Electric vehicles are on the rise. What’s driving this change and why can we be so confident that such a dominant industry and technology as the fossil fuel car is coming to an end? And what does the shift mean for young people?

Michael Movchin / Felix Müller, CC BY-SA 3.0 https://creativecommons.org/licenses/by-sa/3.0, via Wikimedia Commons

If there is one symbol that best defines the fossil fuel age it must surely be the car. Looking around our streets today it is hard to imagine a world without the internal combustion engine (ICE). Indeed, emissions from transportation have continued to rise in most countries since the first UN climate treaty was signed in 1992. In the UK last year, transportation accounted for nearly 30% of all CO2 emissions, with road transport making up the large majority.[1]

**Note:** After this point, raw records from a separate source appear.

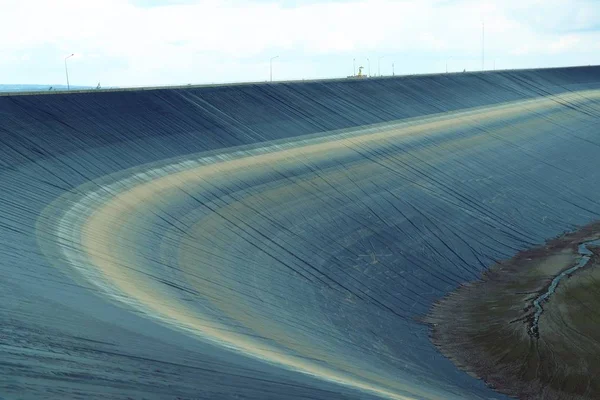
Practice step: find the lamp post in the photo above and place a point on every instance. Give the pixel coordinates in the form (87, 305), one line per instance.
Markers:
(483, 46)
(379, 65)
(271, 67)
(67, 71)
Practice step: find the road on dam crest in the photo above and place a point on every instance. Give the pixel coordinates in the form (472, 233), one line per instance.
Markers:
(275, 241)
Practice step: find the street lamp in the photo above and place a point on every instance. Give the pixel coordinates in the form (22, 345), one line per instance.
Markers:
(67, 71)
(379, 65)
(271, 67)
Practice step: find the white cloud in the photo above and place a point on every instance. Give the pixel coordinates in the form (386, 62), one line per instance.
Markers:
(175, 39)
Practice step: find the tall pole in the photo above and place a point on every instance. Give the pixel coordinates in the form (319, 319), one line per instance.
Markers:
(67, 71)
(271, 67)
(483, 46)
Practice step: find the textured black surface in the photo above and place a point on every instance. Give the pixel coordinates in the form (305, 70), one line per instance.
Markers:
(330, 257)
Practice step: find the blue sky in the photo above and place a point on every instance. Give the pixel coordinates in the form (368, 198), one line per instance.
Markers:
(159, 42)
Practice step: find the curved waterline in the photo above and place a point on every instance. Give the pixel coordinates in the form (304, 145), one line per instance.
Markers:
(586, 254)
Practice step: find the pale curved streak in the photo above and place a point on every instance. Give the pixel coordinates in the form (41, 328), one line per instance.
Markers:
(86, 229)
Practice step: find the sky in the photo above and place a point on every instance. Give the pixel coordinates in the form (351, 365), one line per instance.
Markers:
(164, 42)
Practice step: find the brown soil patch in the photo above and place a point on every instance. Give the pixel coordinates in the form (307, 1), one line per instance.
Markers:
(483, 326)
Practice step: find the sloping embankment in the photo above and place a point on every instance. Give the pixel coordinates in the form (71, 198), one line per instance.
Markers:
(274, 240)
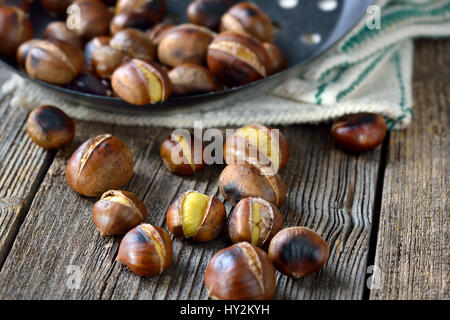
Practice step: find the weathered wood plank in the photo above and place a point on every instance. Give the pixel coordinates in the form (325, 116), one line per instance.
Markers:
(22, 166)
(329, 191)
(413, 241)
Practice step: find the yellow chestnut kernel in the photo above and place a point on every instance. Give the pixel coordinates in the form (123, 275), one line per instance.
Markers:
(192, 212)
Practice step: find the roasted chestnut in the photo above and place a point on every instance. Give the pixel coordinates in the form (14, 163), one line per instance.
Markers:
(189, 78)
(183, 154)
(157, 32)
(134, 43)
(118, 212)
(359, 132)
(277, 59)
(154, 9)
(141, 82)
(96, 18)
(95, 43)
(54, 62)
(252, 180)
(146, 250)
(56, 7)
(186, 43)
(105, 60)
(238, 59)
(86, 81)
(208, 13)
(100, 164)
(15, 29)
(256, 221)
(255, 141)
(197, 216)
(240, 272)
(247, 17)
(298, 251)
(50, 128)
(58, 31)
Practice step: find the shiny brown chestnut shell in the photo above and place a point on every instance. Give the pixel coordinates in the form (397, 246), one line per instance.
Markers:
(92, 45)
(182, 154)
(58, 31)
(105, 60)
(208, 13)
(247, 17)
(197, 216)
(240, 272)
(141, 82)
(359, 132)
(96, 18)
(54, 62)
(146, 250)
(118, 212)
(50, 127)
(186, 43)
(298, 251)
(56, 7)
(277, 59)
(238, 59)
(134, 43)
(267, 145)
(15, 29)
(251, 180)
(100, 164)
(189, 78)
(255, 221)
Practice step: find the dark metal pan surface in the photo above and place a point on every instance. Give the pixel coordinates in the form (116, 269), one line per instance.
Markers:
(295, 20)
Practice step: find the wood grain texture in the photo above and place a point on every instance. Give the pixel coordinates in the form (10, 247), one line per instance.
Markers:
(329, 191)
(22, 166)
(413, 251)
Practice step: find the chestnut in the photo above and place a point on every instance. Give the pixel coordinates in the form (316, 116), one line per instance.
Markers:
(197, 216)
(276, 56)
(183, 154)
(15, 29)
(58, 31)
(240, 272)
(247, 17)
(208, 13)
(86, 81)
(96, 18)
(118, 212)
(298, 251)
(359, 132)
(157, 32)
(50, 128)
(22, 52)
(93, 44)
(267, 145)
(141, 82)
(237, 182)
(185, 43)
(56, 7)
(54, 62)
(256, 221)
(189, 78)
(146, 250)
(100, 164)
(238, 59)
(134, 43)
(105, 60)
(153, 9)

But change is afoot. An electro-mobility revolution is under way and the end of the ICE car is nearer than you might think. In fact, today’s school pupils are set to be the last generation to experience the fossil fuel car age. For those youngsters just starting school, few, if any, will own or even drive an ICE car, unless of course it is at some vintage car rally!

So what’s driving this change and why can we be so confident that such a dominant industry and technology is coming to an end?

Part of the credit for the transformation underway must go to the now legendary Elon Musk and Tesla. Almost single-handedly they have reset expectations of, and attitudes toward, electric cars. Ten years ago, EVs were considered a fringe technology, mainly of interest to environmentalists or excited futurists. Today, Tesla is one of the world’s largest companies, worth more than then next six auto-manufacturers combined and the producer of the most desirable mass-produced cars on the planet!

But there is another, largely unsung, hero in the story: government policy. Generous grants in various countries helped Tesla and other early manufacturers of EVs, like Renault-Nissan, offset the initial high development costs of these vehicles. More recently, countries have also started to introduce stricter fuel and CO2 efficiency standards for car makers, which has provided a powerful incentive to build EVs. The requirement to meet the EU’s current CO2 standard, for example was the key reason that many new EV models hit the market from 2019, leading to record sales across Europe. The UK, the Netherlands, France and other countries have also set phase-out dates for the sale of ICE vehicles, with 2030 the target date in the UK.

The changes that have been seen in just the last 2-3 years have surprised many, but this is just the beginning. All new technologies, from the printing press 500 years ago to the computer and mobile phone today, go through an adoption process call an ‘S-curve’. This starts slowly with growth that appears to be insignificant until a critical point is reached when exponential expansion occurs. Eventually, the market matures, and the rate of growth slows again, leaving a new technology dominate. For those companies that don’t react in time, the outcome is often referred to as a ‘Kodak moment’ in the business community – and not for good reasons.

What excites – and rather uniquely unites – many in the climate and car communities, is that EVs are very close to the critical mass adoption point. Already, the total cost of owning an EV can be cheaper than an ICE equivalent vehicle and by 2025 at the latest, the upfront purchase price is expected to be lower.  A tipping point for adoption is close.

For climate optimists like me, the EV revolution will help ensure the world achieves its critical climate goals of halving emissions this decade and achieving net zero emissions by 2050. For those still at school today, it offers an exciting STEM career path. For all of us, it promises healthier streets and cities and the end to a 19th century technology that has had its day.